This experiment shows the importance of minimizing the time duration during which the epoxy reagent is in the presence of water at an elevated pH. By lowering the temperature of the reagent bath, the reaction rate was reduced to the point that yield loss due to hydrolysis was less than usually encountered during the padding operation and before the water was removed by drying.
COMPARISON 2
This experiment was performed to determine the washfast yield of 3-chloro-2-hydroxypropyltrimethylammonium chloride first mixed with NaOH at a concentration of approximately 2% and then applied at a rate of 6.0% organic compound dry add-on to dry untreated cotton fabric and was cured for 3 minutes at 120 deg. C on a pin frame in a Despatch oven. This was performed to verify data from example 13 of U.S. Pat. No. 3,685,953. The patent example used the same caustic and organic concentrations but used a cure time of 10 minutes at 120 deg. C. The patent example did not call for low temperature handling of the solution nor did it give any indication of the age of the solutions used. Since these factors were undefined, this sample was mixed and used at or near zero degrees C. The sample was cured with absolutely no delay after the padding operation. The one deviation from Example 13 in U.S. Pat. No. 3,685,953 is that a shorter cure time of 180 seconds at 120 degrees C. was used instead of the 10 minutes of the example, since it was known that the cited cure conditions would give severe yellowing of the sample. 18.5 grams of 65% Quat 188 chilled to approximately 0 deg.
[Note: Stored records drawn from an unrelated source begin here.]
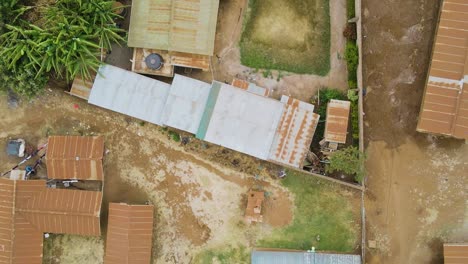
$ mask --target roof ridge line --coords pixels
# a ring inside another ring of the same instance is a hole
[[[15,244],[15,233],[16,233],[16,228],[15,228],[15,219],[16,219],[16,216],[15,216],[15,213],[16,213],[16,181],[13,181],[13,206],[11,208],[12,210],[12,219],[11,219],[11,225],[12,225],[12,234],[11,234],[11,253],[10,253],[10,263],[13,263],[13,256],[14,256],[14,250],[15,250],[15,247],[13,246]]]

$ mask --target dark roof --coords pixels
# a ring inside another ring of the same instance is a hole
[[[361,256],[325,252],[253,250],[251,264],[361,264]]]
[[[468,243],[444,244],[444,264],[468,263]]]

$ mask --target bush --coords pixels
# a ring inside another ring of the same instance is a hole
[[[348,23],[346,24],[346,28],[343,31],[343,36],[347,40],[356,40],[357,39],[357,29],[356,23]]]
[[[177,132],[169,131],[169,137],[175,142],[180,142],[180,135]]]
[[[357,82],[357,68],[359,65],[359,50],[355,42],[348,41],[345,51],[346,64],[348,66],[348,80]]]
[[[328,173],[341,171],[347,174],[354,175],[354,179],[362,183],[364,179],[364,162],[366,155],[359,151],[358,148],[350,146],[334,152],[330,156],[330,164],[325,170]]]
[[[12,91],[31,99],[44,90],[48,79],[45,74],[36,77],[36,73],[26,67],[18,67],[15,71],[7,70],[0,62],[0,91]]]

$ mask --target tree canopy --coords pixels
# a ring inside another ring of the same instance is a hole
[[[362,183],[365,174],[365,160],[365,153],[362,153],[354,146],[349,146],[334,152],[330,156],[330,164],[328,164],[325,169],[329,173],[334,171],[341,171],[354,175],[354,179],[357,182]]]

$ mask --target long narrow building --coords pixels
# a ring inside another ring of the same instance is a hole
[[[444,0],[417,131],[468,139],[468,2]]]

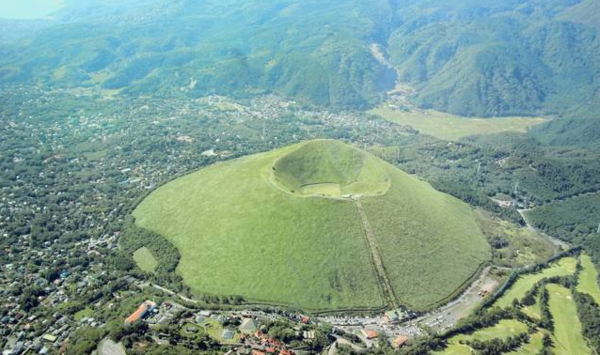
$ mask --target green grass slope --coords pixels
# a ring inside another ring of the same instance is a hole
[[[306,185],[322,189],[307,192]],[[332,185],[339,193],[326,193],[337,191]],[[197,294],[313,310],[380,307],[372,250],[346,194],[362,196],[404,304],[423,308],[444,299],[489,259],[466,204],[329,140],[179,178],[147,197],[134,216],[180,250],[178,272]]]
[[[491,258],[470,206],[388,166],[391,186],[365,197],[396,296],[416,309],[451,295]]]

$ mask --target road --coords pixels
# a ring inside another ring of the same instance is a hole
[[[548,239],[548,241],[550,241],[550,243],[552,243],[557,249],[556,254],[559,253],[561,250],[567,250],[569,249],[569,244],[563,242],[560,239],[554,238],[552,236],[549,236],[548,234],[542,232],[541,230],[535,228],[531,223],[529,223],[529,221],[527,220],[527,215],[525,214],[525,212],[527,211],[531,211],[532,208],[527,208],[527,209],[518,209],[517,211],[519,212],[519,214],[521,215],[521,217],[523,218],[523,220],[525,221],[525,224],[527,225],[527,228],[529,228],[530,230],[539,233],[541,236],[543,236],[544,238]]]

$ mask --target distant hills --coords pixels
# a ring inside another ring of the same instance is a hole
[[[87,0],[55,18],[0,46],[2,84],[366,108],[399,79],[420,107],[458,115],[600,106],[594,0]]]

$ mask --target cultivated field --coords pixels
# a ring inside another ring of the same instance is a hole
[[[581,334],[581,323],[571,291],[548,284],[550,313],[554,319],[554,349],[557,355],[591,355]]]
[[[577,291],[587,293],[600,304],[600,286],[598,286],[598,270],[589,255],[581,255],[581,273],[577,283]]]
[[[525,293],[527,293],[527,291],[529,291],[538,281],[552,276],[572,275],[575,272],[576,266],[577,260],[575,258],[567,257],[560,259],[558,262],[538,273],[523,275],[515,282],[510,290],[496,301],[495,306],[510,307],[515,298],[518,300],[522,299],[525,296]]]
[[[158,261],[152,255],[150,249],[143,247],[133,253],[133,260],[140,267],[140,269],[146,272],[154,272],[158,266]]]
[[[179,249],[196,294],[311,310],[390,303],[383,269],[400,302],[425,308],[490,258],[466,204],[336,141],[216,164],[156,190],[134,216]]]
[[[379,107],[370,112],[387,120],[411,126],[422,134],[451,141],[472,135],[526,132],[530,127],[546,121],[544,118],[531,117],[459,117],[433,110],[415,109],[404,112],[389,107]]]

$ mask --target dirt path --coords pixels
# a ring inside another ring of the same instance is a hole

C was weighed into a tared beaker. A solution of 40 grams of 10% NaOH diluted to 181.5 grams and chilled to 0 deg. C, was added to the chilled Quat 188. A sample of Testfabrics Style 400 printcloth was cut, pre-dried at 80 deg. C for 3 minutes and weighed. The chilled solution was poured into a 8" (20 cm)×10" (25 cm) Pyrex baking dish immersed in an ice bath, the fabric sample was then dipped until visibly wetted throughout, and padded without delay to have a water pickup of less than 50 %. The fabric sample was then quickly put on a pin frame and placed in a Despatch oven to cure for 180 seconds at 120 deg. C. The cotton fabric was then rinsed for 30 minutes in tap water followed by three rinses with deionized water. Several small pieces of fabric were cut from each cured sample, were weighed, and were then analyzed for nitrogen content using an Antek Total Nitrogen Analyzer. The nitrogen analyses showed the yields of reacted, washfast epoxidized Quat 188 to be 48.81%..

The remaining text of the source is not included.